Duncan Chappell received his LL.B. from the University of Tasmania in 1962, and he was awarded his Ph.D. from the University of Cambridge 1965. A Lawyer and criminologist, he joined Simon Fraser University’s School of Criminology in 1980, and served as the school’s director from 1982 to 1984. His research interests include law reform, sex offenders, victimology, policing, and cross-cultural perspectives on the criminal justice system. Chappell’s affiliation with the School of Criminology eventually changed from that of a regular faculty member to that of an adjunct professor, a position he continues to hold.
Douglas Cousineau received his BA in Psychology, his MA in Sociology and his Ph.D. from the University of Alberta. He was awarded his doctorate in 1977 after completing a dissertation entitled “General Deterrence and Crime: An Analysis.” He joined SFU’s School of Criminology in the late seventies. Cousineau’s research was heavily focused on issues concerning criminal deterrence and the sociology of deviance and control. Early in his career he also wrote on legal matters such as jurisprudence and plea bargaining. Cousineau retired in 2002.
Liz Elliot received her undergraduate degree from the University of Ottawa and her Master of Social Work degree from Carleton University. She worked as a community-based social worker in the corrections system from 1981 to 1986. From 1988 to 1991, Elliot worked as a lecturer for the Prison Education Program in B.C., teaching in British Columbian penitentiaries. Elliot, who was researching the social response to murder in Canada, received her Ph.D. in Criminology from Simon Fraser University in 1996. In 1997, Elliott was a lecturer and field practice coordinator in the School of Criminology and, in 2001, she was appointed assistant professor in the School of Criminology.

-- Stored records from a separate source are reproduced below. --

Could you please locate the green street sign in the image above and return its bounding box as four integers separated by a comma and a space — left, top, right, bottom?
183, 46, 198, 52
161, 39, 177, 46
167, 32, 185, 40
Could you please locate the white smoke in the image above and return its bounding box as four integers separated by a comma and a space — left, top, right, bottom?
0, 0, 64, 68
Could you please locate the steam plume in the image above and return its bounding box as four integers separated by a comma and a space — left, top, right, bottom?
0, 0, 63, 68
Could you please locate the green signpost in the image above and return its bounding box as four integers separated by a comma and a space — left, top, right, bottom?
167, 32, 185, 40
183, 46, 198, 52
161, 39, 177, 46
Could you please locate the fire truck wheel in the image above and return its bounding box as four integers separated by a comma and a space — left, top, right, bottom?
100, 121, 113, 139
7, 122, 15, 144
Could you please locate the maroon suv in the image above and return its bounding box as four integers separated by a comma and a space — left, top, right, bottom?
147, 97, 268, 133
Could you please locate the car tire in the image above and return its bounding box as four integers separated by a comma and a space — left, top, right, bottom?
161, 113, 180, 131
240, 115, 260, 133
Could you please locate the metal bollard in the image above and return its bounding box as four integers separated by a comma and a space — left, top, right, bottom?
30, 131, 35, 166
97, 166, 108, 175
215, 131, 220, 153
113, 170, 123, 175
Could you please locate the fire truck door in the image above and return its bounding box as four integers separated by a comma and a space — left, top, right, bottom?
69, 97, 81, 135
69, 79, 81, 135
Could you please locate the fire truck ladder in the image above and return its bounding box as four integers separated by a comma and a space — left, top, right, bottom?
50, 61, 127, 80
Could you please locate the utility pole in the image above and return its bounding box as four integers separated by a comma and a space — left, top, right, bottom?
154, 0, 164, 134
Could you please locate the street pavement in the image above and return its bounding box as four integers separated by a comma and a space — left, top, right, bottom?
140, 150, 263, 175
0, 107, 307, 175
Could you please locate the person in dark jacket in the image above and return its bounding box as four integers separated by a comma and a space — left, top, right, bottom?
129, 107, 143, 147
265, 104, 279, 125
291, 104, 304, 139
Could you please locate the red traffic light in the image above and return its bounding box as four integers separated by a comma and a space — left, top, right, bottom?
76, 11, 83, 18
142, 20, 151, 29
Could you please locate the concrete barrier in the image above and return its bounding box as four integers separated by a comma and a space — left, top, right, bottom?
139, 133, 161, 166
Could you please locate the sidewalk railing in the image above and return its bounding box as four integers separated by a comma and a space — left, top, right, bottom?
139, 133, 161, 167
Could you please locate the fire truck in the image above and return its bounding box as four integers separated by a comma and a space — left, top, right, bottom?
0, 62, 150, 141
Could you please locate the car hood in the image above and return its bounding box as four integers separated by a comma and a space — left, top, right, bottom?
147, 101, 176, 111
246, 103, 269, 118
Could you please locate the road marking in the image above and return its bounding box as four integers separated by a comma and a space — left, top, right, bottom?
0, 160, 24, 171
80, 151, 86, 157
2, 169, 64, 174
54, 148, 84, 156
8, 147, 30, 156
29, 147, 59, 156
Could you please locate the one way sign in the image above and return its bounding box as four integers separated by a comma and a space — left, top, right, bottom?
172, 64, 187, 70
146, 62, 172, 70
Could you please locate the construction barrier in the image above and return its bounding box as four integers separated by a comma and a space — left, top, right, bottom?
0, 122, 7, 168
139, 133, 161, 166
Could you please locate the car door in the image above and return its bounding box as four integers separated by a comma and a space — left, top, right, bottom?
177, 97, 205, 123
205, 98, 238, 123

Karlene Faith was born in Aylsham, Saskatchewan in 1938 and raised in rural Montana. Her early adult life was spent travelling in the Peace Corps with her husband and children. At age 30, she started her undergraduate studies and earned her BA in Anthropology (with honours) from University of California, Santa Cruz. Pursuing graduate studies at UC, Santa Cruz, Faith co-founded the Santa Cruz Women’s Prison Project in 1972. Her doctoral dissertation examined drug addiction in women and criminal justice and she was awarded her Ph.D. in 1981. In 1982, Faith joined the School of Criminology at Simon Fraser University as an assistant professor.
Ezzat Fattah received his LL.L. from the University of Cairo in 1948. For ten years he worked as a district attorney and prosecutor in Egypt before pursuing graduate studies in criminology, first at the University of Vienna, and later at the University of Montreal. He received his MA in 1965 and his Ph.D. in 1968, becoming the first person to earn a doctorate in Criminology in Canada. Fattah was an associate professor of Criminology at University of Montreal until he joined the School of Criminology at Simon Fraser University as a professor in 1974.
Margaret Jackson received her BA from the University of California, two M.A. degrees and a PhD from the University of Toronto. She joined Simon Fraser University in 1982 as an instructor in the School of Criminology. Her early research examined judicial attitudes and sentencing behaviour, law enforcement management, and psychiatric decision-making. Later, violence against women and children, policy analysis, women offenders, aboriginal justice, and, more recently, cyberbulllying became the foci for her scholarship.